SAN ANTONIO, TX – December 20, 2018 -- Atlanta Track Club’s Keturah Orji won the prestigious Bowerman Award Thursday night becoming the first University of Georgia athlete to receive collegiate track and field’s highest honor.
Orji, an eight-time NCAA Champion in the triple jump and long jump was honored at the U.S. Track & Field and Cross Country Coaches Association annual banquet in San Antonio. It was her third time as a finalist. This year, University of Kentucky sprinter Sydney McLaughlin and Arizona State University shot putter Maggie Ewen were fellow finalists. Mike Norman of USC won the men’s award.
“It is such an honor to win the Bowerman especially with such an extremely talented and successful group of finalists,” said Orji. “This is a great way to officially close out my NCAA career.”
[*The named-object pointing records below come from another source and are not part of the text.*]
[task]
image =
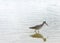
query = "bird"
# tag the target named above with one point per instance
(38, 27)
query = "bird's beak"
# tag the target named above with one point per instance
(46, 24)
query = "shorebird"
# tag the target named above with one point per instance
(37, 27)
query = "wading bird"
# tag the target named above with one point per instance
(37, 27)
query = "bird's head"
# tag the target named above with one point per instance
(45, 23)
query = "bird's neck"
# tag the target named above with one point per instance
(42, 24)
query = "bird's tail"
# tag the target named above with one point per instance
(31, 27)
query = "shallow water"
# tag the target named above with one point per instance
(17, 16)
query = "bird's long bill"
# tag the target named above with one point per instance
(46, 24)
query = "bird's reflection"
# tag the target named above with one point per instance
(38, 35)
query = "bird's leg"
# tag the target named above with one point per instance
(38, 31)
(35, 31)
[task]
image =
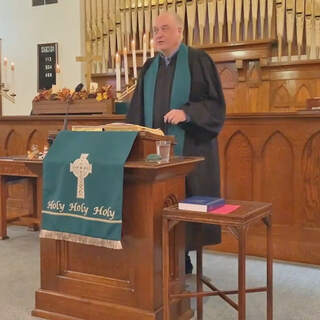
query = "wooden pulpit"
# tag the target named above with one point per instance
(87, 282)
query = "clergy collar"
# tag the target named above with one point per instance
(168, 59)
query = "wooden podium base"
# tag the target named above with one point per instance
(94, 283)
(58, 307)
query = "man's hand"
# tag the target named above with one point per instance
(175, 116)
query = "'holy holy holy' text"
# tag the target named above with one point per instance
(81, 208)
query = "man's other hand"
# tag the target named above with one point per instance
(175, 116)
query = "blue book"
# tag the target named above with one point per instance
(202, 204)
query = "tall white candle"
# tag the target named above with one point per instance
(144, 59)
(134, 59)
(151, 48)
(118, 73)
(58, 78)
(5, 73)
(13, 81)
(125, 61)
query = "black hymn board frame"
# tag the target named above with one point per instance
(47, 61)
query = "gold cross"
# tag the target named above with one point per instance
(88, 59)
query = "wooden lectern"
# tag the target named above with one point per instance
(94, 283)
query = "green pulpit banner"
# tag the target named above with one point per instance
(83, 187)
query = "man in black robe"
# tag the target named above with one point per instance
(201, 117)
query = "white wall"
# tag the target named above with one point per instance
(23, 27)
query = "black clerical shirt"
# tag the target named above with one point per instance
(162, 94)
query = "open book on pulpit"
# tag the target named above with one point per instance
(144, 146)
(119, 126)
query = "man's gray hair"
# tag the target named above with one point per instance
(175, 16)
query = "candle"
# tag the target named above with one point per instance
(13, 82)
(118, 74)
(144, 59)
(58, 78)
(5, 72)
(134, 59)
(151, 48)
(126, 71)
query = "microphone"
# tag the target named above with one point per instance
(69, 101)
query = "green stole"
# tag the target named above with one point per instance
(179, 94)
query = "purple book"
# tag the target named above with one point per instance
(202, 204)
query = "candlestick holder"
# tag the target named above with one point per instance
(4, 92)
(123, 95)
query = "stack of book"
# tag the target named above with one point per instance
(201, 204)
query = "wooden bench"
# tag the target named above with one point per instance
(237, 222)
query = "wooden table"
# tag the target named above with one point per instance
(237, 222)
(19, 166)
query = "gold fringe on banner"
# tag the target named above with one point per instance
(111, 244)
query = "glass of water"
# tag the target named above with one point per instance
(163, 150)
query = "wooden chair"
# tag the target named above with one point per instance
(237, 223)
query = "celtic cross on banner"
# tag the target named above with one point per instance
(81, 168)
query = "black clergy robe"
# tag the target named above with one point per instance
(206, 112)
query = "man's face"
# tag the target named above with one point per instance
(166, 33)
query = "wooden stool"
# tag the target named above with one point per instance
(20, 167)
(237, 222)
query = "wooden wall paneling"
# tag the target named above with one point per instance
(239, 166)
(285, 167)
(278, 177)
(311, 183)
(281, 99)
(305, 89)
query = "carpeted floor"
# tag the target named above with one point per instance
(296, 287)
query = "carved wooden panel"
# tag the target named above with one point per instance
(275, 157)
(311, 181)
(278, 177)
(238, 158)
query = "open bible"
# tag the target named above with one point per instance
(118, 126)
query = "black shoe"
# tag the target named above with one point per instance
(189, 266)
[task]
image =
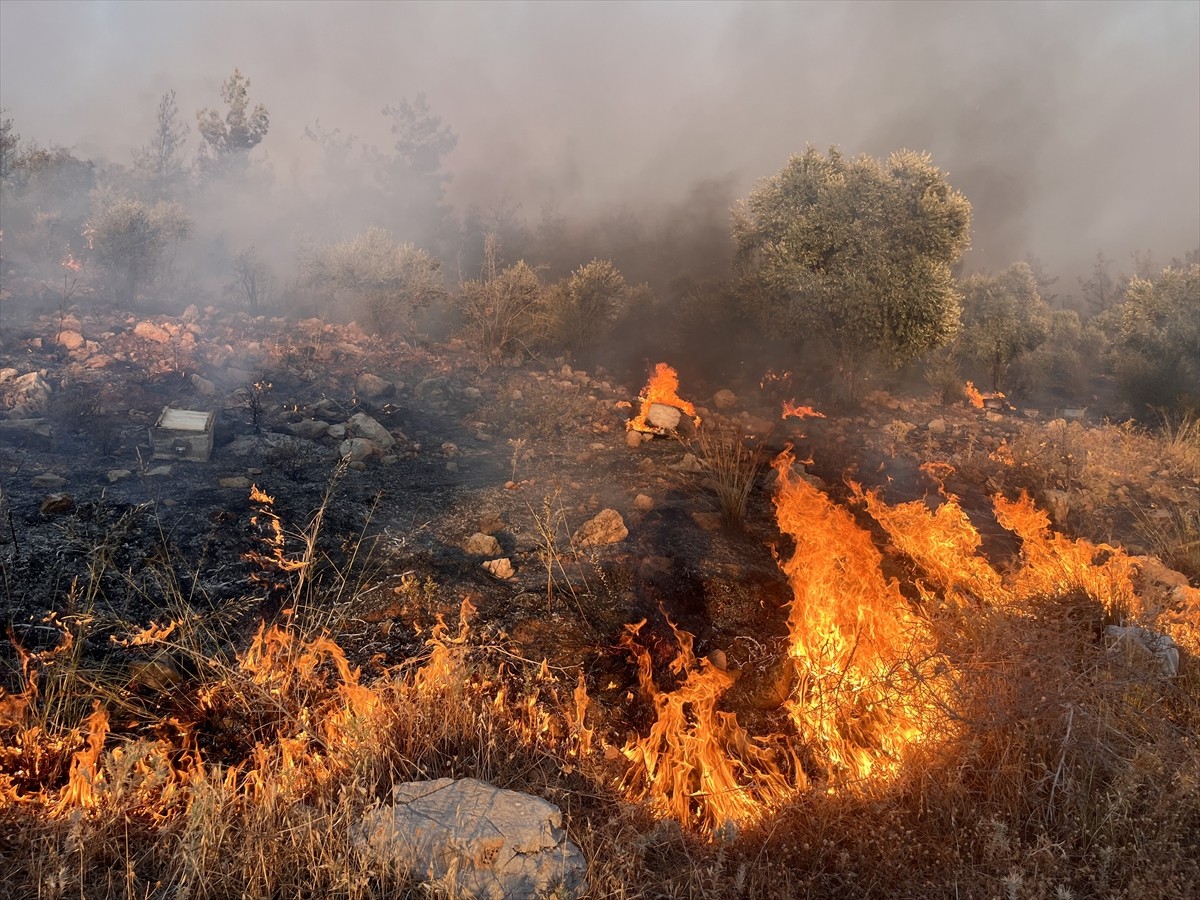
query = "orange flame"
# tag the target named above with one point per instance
(697, 765)
(663, 388)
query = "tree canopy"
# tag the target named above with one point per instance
(239, 131)
(1158, 348)
(1003, 316)
(856, 253)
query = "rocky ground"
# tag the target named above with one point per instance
(516, 486)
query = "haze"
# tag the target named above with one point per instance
(1072, 127)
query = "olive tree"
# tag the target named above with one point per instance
(160, 163)
(855, 255)
(389, 281)
(1003, 316)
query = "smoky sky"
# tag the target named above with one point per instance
(1073, 127)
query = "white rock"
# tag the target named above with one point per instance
(475, 841)
(364, 426)
(501, 568)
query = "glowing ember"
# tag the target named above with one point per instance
(795, 411)
(663, 388)
(858, 705)
(697, 765)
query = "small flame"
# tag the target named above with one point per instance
(663, 388)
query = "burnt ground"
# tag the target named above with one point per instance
(526, 453)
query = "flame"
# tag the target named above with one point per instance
(855, 643)
(663, 388)
(697, 765)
Named for legendary University of Oregon Track & Field Coach Bill Bowerman, The Bowerman has been awarded to the top male and female athlete in NCAA track and field since 2009. The winner is chosen by national and regional media personnel, track & field statisticians, NCAA collegiate administrators, past winners and fans. Past winners include Olympic Medalists Ashton Eaton, Galen Rupp, Brianna Rollins and Atlanta-native Christian Coleman.
This is the second major honor for Orji in 2018. In October, she was named NCAA Woman of the Year for her excellence in athletics, academics, leadership and community service.
Now competing professionally for Atlanta Track Club, as a Bulldog Orji won four outdoor and three indoor titles in the triple jump. She also won one outdoor title in the long jump. In 2016, she was fourth at the Rio Olympics missing the bronze medal by just three centimeters. In 2017, while a student at UGA she founded Amara’s Pride, a mentorship group for young women in the Athens area. Orji is the only woman in history to be nominated for the Bowerman three times.
Orji is currently completing her masters degree in sports management and policy at UGA while training for the USATF Indoor Track & Field Championships in February where she will try to better her American indoor record of 47 feet, 8 inches.